The Young Turks crushed this counterrevolution. They forced the Sultan into exile in, where else, Macedonia. That would be like forcing Hitler into exile in a Jewish ghetto in Warsaw. The Sultan had to hide, terrified for his life, in this land of people who hated him and wanted him to pay for what his empire had done.

Then, the Young Turks fell off the deep end. Maybe they had some good ideas, maybe originally their nationalism was benign, but then they screwed it all up and perpetrated the century’s first genocide against the Armenians in 1915. It was a mass murder of 1.5 million Armenians, orchestrated by the government. The Armenians threatened the Turks demographically and religiously. They were Christians, there were large numbers of them, and they were right in the middle of the Turkish homeland. In order for Turkey to be great and unified again, then the Armenians had to disappear.

This genocide occurred on the world stage. Nobody protested. Nobody did anything. There is a story about Hitler, planning Germany’s genocide thirty years later, and answering the feeble protests (“What will people say? Won’t they notice and try to stop it?”) of the people around him: Hitler’s response was: “Who remembers Armenia?”

Okay, so this is now becoming way too long, and I have strayed far from Macedonia….However, it is all connected.

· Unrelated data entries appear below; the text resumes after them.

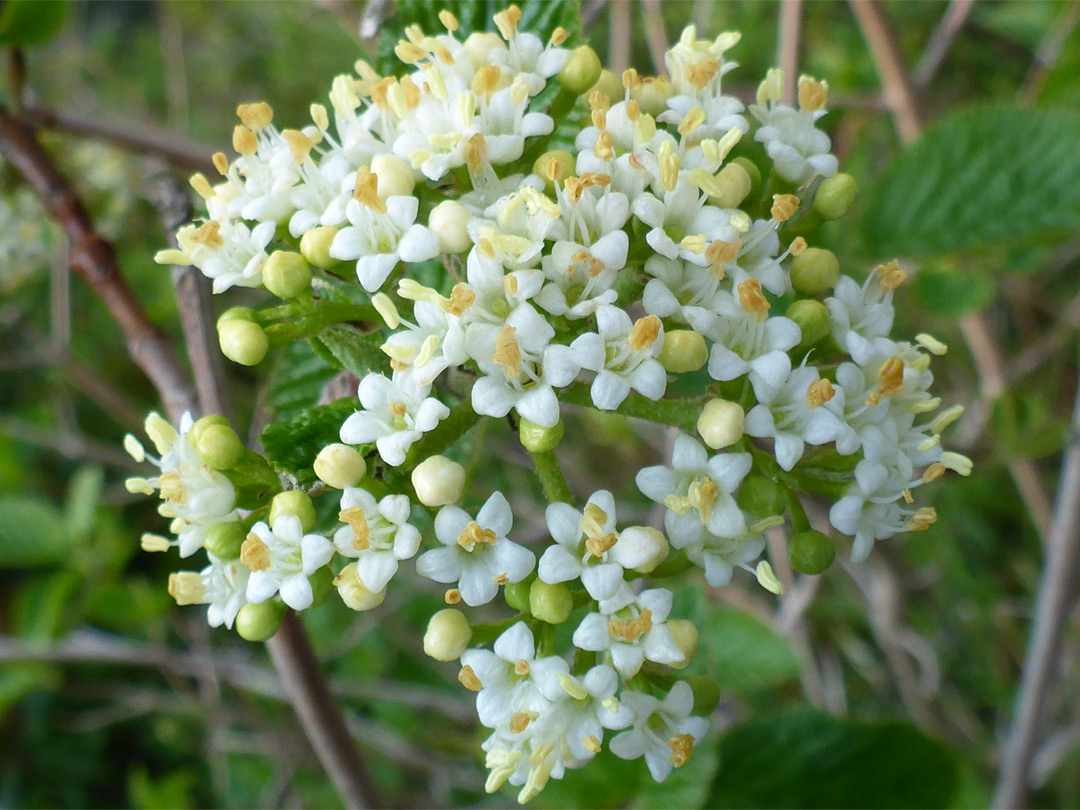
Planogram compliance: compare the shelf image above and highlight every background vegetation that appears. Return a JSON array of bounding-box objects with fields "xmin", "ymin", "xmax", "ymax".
[{"xmin": 0, "ymin": 0, "xmax": 1080, "ymax": 809}]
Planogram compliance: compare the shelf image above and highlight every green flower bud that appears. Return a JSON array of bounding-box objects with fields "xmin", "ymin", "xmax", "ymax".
[
  {"xmin": 558, "ymin": 45, "xmax": 604, "ymax": 96},
  {"xmin": 735, "ymin": 473, "xmax": 787, "ymax": 518},
  {"xmin": 684, "ymin": 675, "xmax": 720, "ymax": 717},
  {"xmin": 813, "ymin": 174, "xmax": 859, "ymax": 219},
  {"xmin": 787, "ymin": 529, "xmax": 836, "ymax": 573},
  {"xmin": 502, "ymin": 579, "xmax": 535, "ymax": 613},
  {"xmin": 312, "ymin": 444, "xmax": 367, "ymax": 489},
  {"xmin": 235, "ymin": 599, "xmax": 285, "ymax": 642},
  {"xmin": 203, "ymin": 521, "xmax": 247, "ymax": 561},
  {"xmin": 784, "ymin": 298, "xmax": 832, "ymax": 351},
  {"xmin": 667, "ymin": 619, "xmax": 698, "ymax": 670},
  {"xmin": 517, "ymin": 419, "xmax": 566, "ymax": 453},
  {"xmin": 428, "ymin": 200, "xmax": 472, "ymax": 253},
  {"xmin": 423, "ymin": 608, "xmax": 472, "ymax": 661},
  {"xmin": 195, "ymin": 424, "xmax": 244, "ymax": 470},
  {"xmin": 270, "ymin": 489, "xmax": 315, "ymax": 531},
  {"xmin": 698, "ymin": 397, "xmax": 746, "ymax": 450},
  {"xmin": 413, "ymin": 456, "xmax": 465, "ymax": 507},
  {"xmin": 334, "ymin": 563, "xmax": 387, "ymax": 611},
  {"xmin": 792, "ymin": 247, "xmax": 840, "ymax": 295},
  {"xmin": 217, "ymin": 320, "xmax": 270, "ymax": 366},
  {"xmin": 300, "ymin": 225, "xmax": 337, "ymax": 270},
  {"xmin": 529, "ymin": 579, "xmax": 573, "ymax": 624},
  {"xmin": 659, "ymin": 329, "xmax": 708, "ymax": 374},
  {"xmin": 262, "ymin": 251, "xmax": 311, "ymax": 298}
]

The Young Turks becoming so terrifying and so brutal forced the Balkans to do something which had never happened before, and which has never happened since: they united. They buried the hatchet in the face of such a clear enemy, and formed an alliance. After all, none of the Great Powers out there were intervening in any of this. They realized that no great warrior from the West was going to lead a cavalry charge and save them, so Serbia, Greece, and Bulgaria joined up together, and fought for themselves. Incredible. These historic enemies…people who literally are still in a rage about what happened in 612 AD, or whatever.

In 1912, this alliance declared war on the Ottoman Empire. (A very very ballsy thing to do.) Their principal goal was to liberate poor forgotten important Macedonia.